Unlike the economic development tools that capture revenue within a district to bankroll improvements there, CIDs raise money by raising taxes — adding 1 to 2 percent to the local 7.3 percent sales-tax rate to cover some of the costs associated with the project. City officials and developers see the CID as just another tool handy for these times, when financing is so hard to find. But it essentially lets businesses set tax rates and makes taxpayers underwrite some of what should be the costs of expanding and doing business, as it risks turning the city into a confusing patchwork of different sales-tax rates. And until the council opts for more transparency, only a vaguely worded sign mentioning a website will advise shoppers when they’re in a CID business that charges a higher sales-tax rate than they’d pay elsewhere in the city.

But in a world where CIDs are necessary, a CID for Cabela’s makes sense. In other markets, the Nebraska-based outdoor store functions as a tourist attraction as well as a place to shop. With taxidermy and wildlife displays, it promises to be a regional destination, drawing people and their money to Wichita. Plus, part of the proposed additional 1.2 percent of sales tax charged in the Cabela’s CID at 21st and Greenwich would serve the important public purpose of adding some ramps at the K-96 interchange at Greenwich. The CID could generate up to $17 million over 22 years. It’s easy to imagine that when the 80,000-square-foot Cabela’s opens in spring 2012 or later, it will provide a big boost to Wichita’s economy. City Council members, who are scheduled to discuss the Cabela’s CID at Tuesday’s meeting, should not hesitate to set it for a March 8 public hearing and approve it after that.

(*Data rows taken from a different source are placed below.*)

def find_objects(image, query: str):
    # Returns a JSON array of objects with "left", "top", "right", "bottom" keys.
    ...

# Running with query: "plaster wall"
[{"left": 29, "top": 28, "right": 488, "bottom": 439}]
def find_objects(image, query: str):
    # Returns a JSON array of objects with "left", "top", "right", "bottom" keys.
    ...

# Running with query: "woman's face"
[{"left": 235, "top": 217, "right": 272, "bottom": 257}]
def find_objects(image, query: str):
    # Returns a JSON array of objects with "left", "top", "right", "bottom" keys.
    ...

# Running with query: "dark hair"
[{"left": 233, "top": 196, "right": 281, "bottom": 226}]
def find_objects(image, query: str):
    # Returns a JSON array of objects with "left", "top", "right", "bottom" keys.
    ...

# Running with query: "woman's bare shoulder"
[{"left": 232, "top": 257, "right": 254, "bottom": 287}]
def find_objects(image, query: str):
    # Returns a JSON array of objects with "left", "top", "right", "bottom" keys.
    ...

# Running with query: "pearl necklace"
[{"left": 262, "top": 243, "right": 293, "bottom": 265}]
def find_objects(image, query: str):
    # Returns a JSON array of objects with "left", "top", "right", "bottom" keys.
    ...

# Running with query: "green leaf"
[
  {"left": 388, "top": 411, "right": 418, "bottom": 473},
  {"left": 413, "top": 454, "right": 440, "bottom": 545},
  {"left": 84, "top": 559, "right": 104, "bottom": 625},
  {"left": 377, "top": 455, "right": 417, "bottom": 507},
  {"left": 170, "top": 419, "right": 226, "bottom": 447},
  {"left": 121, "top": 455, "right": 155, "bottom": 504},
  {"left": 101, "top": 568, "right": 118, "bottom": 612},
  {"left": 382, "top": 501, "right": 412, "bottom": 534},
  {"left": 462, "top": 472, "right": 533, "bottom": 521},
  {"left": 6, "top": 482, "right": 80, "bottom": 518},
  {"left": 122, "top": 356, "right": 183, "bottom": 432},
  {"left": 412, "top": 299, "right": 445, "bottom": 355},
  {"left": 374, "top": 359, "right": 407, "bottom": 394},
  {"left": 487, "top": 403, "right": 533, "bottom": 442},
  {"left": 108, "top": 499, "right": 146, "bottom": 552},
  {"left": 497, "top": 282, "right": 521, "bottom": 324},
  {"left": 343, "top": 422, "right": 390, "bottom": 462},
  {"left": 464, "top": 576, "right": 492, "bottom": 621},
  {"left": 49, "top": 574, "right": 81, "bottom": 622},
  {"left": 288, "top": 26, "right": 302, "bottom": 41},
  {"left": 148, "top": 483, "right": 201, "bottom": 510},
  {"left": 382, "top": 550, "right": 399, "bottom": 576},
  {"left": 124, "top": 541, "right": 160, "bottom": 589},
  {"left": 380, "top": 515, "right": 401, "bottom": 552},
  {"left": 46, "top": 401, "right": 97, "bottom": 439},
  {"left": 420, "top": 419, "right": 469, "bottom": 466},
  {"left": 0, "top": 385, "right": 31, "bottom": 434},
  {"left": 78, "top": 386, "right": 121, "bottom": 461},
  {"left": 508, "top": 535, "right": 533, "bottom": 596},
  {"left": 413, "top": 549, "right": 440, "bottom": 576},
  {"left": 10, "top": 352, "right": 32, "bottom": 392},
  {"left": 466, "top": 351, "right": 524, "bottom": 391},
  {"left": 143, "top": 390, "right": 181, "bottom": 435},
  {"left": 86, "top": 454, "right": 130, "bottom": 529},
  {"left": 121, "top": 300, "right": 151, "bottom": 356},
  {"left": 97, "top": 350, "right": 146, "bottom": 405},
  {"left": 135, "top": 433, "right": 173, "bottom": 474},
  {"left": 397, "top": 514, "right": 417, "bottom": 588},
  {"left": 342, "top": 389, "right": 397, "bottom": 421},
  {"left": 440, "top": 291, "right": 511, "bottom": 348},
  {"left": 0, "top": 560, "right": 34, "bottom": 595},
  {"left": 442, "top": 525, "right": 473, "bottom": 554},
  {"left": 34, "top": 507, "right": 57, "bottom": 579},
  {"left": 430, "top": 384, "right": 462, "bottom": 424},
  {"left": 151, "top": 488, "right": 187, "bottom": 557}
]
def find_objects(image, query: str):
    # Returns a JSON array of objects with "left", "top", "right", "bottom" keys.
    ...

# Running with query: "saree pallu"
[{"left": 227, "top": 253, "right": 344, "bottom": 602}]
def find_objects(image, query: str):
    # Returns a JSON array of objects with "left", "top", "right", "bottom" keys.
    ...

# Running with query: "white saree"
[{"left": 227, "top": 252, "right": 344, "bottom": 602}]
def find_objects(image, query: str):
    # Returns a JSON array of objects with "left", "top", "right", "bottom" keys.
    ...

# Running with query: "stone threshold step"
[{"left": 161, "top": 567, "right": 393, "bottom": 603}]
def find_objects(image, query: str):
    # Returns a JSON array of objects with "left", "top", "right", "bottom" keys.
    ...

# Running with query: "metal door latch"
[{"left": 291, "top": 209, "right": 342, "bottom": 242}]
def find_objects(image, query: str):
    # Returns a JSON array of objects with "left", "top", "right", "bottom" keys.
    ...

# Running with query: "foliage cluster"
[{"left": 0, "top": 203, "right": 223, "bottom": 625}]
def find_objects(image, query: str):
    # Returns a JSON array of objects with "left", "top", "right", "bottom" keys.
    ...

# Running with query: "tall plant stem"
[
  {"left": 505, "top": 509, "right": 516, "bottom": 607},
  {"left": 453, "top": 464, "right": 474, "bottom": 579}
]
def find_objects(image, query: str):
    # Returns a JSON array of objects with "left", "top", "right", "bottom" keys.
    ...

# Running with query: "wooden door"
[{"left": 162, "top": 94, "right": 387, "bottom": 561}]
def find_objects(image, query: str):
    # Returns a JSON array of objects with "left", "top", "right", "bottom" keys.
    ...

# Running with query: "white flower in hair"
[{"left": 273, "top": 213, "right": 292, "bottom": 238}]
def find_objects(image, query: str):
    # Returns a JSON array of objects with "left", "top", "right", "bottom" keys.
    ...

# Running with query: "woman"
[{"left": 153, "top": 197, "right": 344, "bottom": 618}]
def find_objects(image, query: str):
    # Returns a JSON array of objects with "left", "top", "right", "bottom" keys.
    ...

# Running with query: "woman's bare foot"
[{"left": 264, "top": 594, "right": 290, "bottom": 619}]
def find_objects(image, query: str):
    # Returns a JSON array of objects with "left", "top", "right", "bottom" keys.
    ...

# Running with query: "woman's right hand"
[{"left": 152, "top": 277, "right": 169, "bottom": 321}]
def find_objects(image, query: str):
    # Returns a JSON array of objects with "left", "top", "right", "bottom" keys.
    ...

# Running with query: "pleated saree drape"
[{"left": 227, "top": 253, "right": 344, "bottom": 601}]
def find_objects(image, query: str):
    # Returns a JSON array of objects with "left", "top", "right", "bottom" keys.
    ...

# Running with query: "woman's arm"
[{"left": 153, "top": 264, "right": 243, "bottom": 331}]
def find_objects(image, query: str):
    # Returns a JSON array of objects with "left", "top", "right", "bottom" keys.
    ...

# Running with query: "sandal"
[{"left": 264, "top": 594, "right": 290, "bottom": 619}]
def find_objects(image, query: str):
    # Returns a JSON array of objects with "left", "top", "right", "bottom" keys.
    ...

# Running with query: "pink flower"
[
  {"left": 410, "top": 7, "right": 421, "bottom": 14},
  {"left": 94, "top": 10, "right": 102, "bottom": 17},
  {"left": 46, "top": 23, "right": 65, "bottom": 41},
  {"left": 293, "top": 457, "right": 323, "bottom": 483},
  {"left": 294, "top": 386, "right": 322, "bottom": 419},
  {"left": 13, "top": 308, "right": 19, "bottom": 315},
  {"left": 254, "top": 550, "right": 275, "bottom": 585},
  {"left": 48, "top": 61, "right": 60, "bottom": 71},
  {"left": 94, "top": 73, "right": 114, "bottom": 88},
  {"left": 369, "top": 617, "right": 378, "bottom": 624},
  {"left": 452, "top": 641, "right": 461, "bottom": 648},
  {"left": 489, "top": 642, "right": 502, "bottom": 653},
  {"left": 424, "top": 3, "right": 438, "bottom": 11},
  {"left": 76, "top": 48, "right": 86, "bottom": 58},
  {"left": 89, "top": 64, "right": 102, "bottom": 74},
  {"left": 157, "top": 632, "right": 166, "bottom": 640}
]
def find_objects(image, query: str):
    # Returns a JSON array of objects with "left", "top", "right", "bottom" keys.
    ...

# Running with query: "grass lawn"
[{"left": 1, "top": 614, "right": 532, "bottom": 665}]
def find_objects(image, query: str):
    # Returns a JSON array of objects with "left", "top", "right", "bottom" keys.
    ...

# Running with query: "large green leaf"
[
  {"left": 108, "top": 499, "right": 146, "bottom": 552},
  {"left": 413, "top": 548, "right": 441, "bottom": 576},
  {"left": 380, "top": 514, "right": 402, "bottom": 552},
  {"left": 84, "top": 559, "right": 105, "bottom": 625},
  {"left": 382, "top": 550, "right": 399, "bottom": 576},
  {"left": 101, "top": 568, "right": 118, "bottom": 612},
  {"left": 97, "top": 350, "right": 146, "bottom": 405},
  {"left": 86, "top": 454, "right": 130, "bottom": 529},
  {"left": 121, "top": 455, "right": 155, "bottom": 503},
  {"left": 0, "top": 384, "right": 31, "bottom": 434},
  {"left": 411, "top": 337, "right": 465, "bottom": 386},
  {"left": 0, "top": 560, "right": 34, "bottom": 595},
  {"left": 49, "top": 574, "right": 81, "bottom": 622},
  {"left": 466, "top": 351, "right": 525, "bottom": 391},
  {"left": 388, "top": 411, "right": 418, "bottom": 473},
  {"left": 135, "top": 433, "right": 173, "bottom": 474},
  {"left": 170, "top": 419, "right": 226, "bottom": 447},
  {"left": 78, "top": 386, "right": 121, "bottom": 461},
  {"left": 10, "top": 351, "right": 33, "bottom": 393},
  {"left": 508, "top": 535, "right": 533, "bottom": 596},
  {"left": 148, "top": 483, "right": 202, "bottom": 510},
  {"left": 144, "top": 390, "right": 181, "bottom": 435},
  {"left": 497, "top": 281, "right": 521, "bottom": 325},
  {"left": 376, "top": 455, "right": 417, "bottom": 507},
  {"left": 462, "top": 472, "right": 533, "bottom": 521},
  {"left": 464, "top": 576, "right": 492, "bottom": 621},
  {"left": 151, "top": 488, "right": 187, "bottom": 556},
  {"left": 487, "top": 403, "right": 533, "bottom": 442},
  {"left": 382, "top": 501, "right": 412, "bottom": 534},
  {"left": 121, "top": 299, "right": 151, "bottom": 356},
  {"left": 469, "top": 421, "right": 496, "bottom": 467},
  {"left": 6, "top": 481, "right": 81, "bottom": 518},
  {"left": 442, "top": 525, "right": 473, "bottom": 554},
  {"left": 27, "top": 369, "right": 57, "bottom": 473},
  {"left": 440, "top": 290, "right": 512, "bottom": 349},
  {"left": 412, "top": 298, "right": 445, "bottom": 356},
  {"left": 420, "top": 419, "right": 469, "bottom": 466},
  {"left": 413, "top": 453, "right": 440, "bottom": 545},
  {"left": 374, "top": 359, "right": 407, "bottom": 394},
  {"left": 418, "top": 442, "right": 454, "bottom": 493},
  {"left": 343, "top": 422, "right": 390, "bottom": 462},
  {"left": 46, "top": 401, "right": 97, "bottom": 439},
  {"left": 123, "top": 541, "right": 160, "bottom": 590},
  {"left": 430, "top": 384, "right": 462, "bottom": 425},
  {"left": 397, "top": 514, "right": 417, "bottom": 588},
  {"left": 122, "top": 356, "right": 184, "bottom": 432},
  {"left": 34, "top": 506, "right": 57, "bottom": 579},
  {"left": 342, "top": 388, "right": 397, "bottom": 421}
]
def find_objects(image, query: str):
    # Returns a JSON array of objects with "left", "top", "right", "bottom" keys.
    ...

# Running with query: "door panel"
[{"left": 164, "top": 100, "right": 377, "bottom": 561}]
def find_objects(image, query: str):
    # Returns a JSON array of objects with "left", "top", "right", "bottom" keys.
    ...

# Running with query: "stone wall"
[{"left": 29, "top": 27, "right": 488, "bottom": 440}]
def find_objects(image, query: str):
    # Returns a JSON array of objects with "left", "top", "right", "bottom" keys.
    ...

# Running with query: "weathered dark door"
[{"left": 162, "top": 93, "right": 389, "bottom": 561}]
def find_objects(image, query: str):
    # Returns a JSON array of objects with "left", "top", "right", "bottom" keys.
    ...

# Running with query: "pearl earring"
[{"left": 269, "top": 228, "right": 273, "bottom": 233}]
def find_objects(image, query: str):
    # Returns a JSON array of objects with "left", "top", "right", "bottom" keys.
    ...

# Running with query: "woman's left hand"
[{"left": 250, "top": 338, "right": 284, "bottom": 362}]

The same kind things cannot be said for the proposed CID at Eastgate Center, at Rock and Kellogg, where the owners want to raise the sales tax by 1 percent for 22 years to cover up to $18.5 million of their improvements. Eastgate suffered during the endless Kellogg construction nearby, but it’s at a high-profile intersection in a high-traffic, outlying area of town. Its fortunes should improve as the economy does. The council, which last week set the proposal for a March 1 public hearing, should decline to give Eastgate the higher tax rate it wants.

As members of the current and next City Council deal with these and other CID proposals, they should ask themselves: Does this serve downtown revitalization? Will it draw out-of-towners? And, above all, is this tax hike really necessary?